1. Double space the document. It is harder to read a manuscript that is single spaced, no matter how much you like what you read.

2. Center your book title and your name. Start "Name of Book" almost mid-way down the first page. (All succeeding chapter headings should be about mid-way down the page). When you're finished it should look like this:

Name of Book


Your Name

Tab down three spaces before you start the first paragraph.

3. Make sure you have 1" margins. Don't take the text too close to either edge of the paper, and make sure you have 1'' at the bottom.

4. Don't staple anything. Use a paperclip if necessary.

5. Number your pages. Upper right had corner, with your last name or the name of your book directly underneath the page numbers on all pages.

6. Keep the type simple. I usually use Times New Roman. I don't mix the type, trying to make things fancy.

7. Use white paper. No colored, no specially textured. Make it as easy on the eyes for the publisher as possible.

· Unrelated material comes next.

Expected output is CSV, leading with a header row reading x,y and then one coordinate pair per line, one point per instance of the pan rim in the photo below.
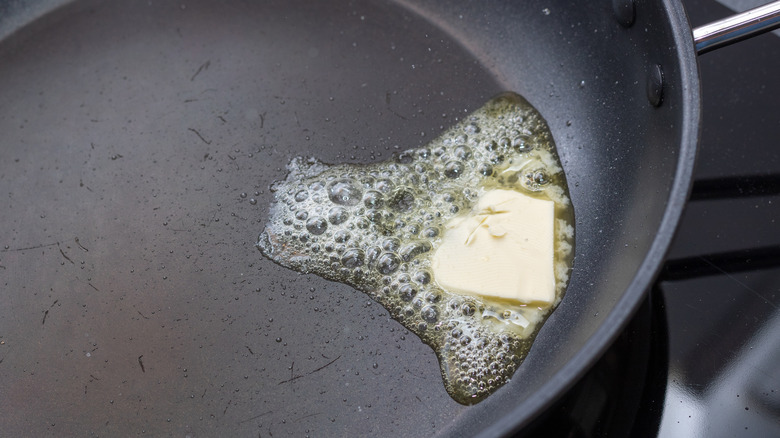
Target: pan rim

8. Include a cover letter. Make it short and to the point. Don't include pictures, yes, even if your manuscript is a picture book, although it is alright to share your ideas for illustration in the cover letter with the publisher.

9. Make sure you've read all of the guidelines for the publisher. If the publisher wants a synopsis, and you HATE writing them, send it off with the manuscript. If the publisher wants only the first three chapters with a cover letter, send that. If they want the entire manuscript, send that. Don't under-estimate how professional you'll look by just following the directions.

10. Send the publisher sufficient postage if you want the manuscript returned. Many authors send a stamped post card that publishers can send back instead of the manuscript. On the postcard are boxes to check, such as: "I'm interested in this manuscript send____________________," "We're not interested, but thank you," etc. Consider the postage and time you'll save by submitting your manuscript online. Some publishers will not take your manuscript via online so make sure that you've read the guidelines before you send something.

11. Above all, check, check, check for typos and grammar issues. Have someone read what you'll be submitting. Often, all it takes to remove honest errors is another set of eyes.